The menu is broad and savvy, reflecting a kitchen that employs chefs from all over China, and allows them to showcase their specialties. A range of classic Aussie-Chinese dishes, such as sweet-and-sour pork and honey chicken, keeps nervous guests on-side. The more adventurous – or simply acculturated – go hard on offal and odd-bits such as fried duck head and spicy pork ears.
I love the “fried chicken bone”, a whole carcass that is marinated, braised, fried and served with a zingy Sichuan spice salt featuring 21 ingredients.
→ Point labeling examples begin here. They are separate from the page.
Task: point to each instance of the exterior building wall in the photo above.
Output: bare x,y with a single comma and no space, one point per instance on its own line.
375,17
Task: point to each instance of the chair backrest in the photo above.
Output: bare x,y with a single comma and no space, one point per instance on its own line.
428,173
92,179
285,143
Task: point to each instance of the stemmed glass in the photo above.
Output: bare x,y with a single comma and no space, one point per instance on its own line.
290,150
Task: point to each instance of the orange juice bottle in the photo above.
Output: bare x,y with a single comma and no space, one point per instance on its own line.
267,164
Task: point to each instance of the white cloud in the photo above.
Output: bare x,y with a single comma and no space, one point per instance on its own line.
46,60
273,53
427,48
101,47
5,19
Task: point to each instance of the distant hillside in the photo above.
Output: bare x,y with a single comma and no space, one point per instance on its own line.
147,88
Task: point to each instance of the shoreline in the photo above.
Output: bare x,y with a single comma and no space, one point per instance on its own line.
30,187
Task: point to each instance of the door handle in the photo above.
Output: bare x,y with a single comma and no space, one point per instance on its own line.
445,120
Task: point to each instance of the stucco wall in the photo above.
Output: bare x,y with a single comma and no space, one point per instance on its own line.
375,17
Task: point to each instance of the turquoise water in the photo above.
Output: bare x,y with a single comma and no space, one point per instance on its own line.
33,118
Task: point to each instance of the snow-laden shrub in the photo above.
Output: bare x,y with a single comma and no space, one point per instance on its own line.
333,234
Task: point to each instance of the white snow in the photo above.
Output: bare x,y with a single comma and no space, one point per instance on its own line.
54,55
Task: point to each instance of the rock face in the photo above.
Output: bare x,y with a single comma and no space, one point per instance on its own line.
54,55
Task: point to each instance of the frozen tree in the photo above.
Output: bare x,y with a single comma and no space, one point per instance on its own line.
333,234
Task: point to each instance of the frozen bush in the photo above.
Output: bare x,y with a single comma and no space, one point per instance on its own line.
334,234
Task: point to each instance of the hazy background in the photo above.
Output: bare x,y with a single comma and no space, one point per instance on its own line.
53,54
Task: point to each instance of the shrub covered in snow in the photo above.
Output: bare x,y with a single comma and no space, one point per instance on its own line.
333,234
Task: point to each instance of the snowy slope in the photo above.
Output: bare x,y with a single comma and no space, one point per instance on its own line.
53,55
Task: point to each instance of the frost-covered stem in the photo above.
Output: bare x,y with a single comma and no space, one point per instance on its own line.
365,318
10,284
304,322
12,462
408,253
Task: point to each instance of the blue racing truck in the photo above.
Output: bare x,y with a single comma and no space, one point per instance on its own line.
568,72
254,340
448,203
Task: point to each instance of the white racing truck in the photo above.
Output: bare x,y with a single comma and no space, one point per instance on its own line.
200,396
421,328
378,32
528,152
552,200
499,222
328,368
Gloves are provided so you can eat with gusto: crack some bones, nibble their edges, get messy and give yourself extra points for eating the last (delicious) scraps from a product that often hits the bin.
You’ll also want to try the springy, fresh house-made noodles. To make them, Wen uses the “00” flour he fell in love with during his pizza shop days. He’s also a fan of Melbourne water, saying it’s not even necessary to add salt to make a wonderful dough.
The scallion oil noodles here are one of the best sub-$10 lunches in town, using three different types of onion to create a piquant but sweet dressing for the long noodles.
Meanwhile, the dumplings are better than decent. Pork parcels everywhere often include cabbage; these ones smuggle in water chestnut for a more sophisticated crunch, just one more way Pounding Rice Bowl shows a level of detail and care at a keen price point.
Smashing may be the activity; smash hit is the result.
Three more regional Chinese restaurants to try
Chilli Queen of Hunan
Don’t be put off by the slightly forbidding entrance: the restaurant beyond the opaque window is welcoming, offering a chilli-spiked and garlicky insight into the food of landlocked Hunan. Try the smoked pork stir-fry and spicy-sour potato.
45 Koornang Road, Carnegie, chilliqueenofhunan.com.au
Bay Aka Kebab
I recently led a series of food tours along Clayton Road and every person in every group fell in love with the tender, carefully spiced lamb skewers at this humble Uyghur barbecue restaurant. The pride is as moving as the tenderness. (Also try the savoury yoghurt drink, made from a house recipe.)
276 Clayton Road, Clayton
Hakka Cuisine
There’s an extensive menu of pan-Chinese and live seafood dishes at this large restaurant with private rooms, but the main drawcards are Hakka specialties such as wine-braised pork, duck with taro, and preserved claypot vegetables.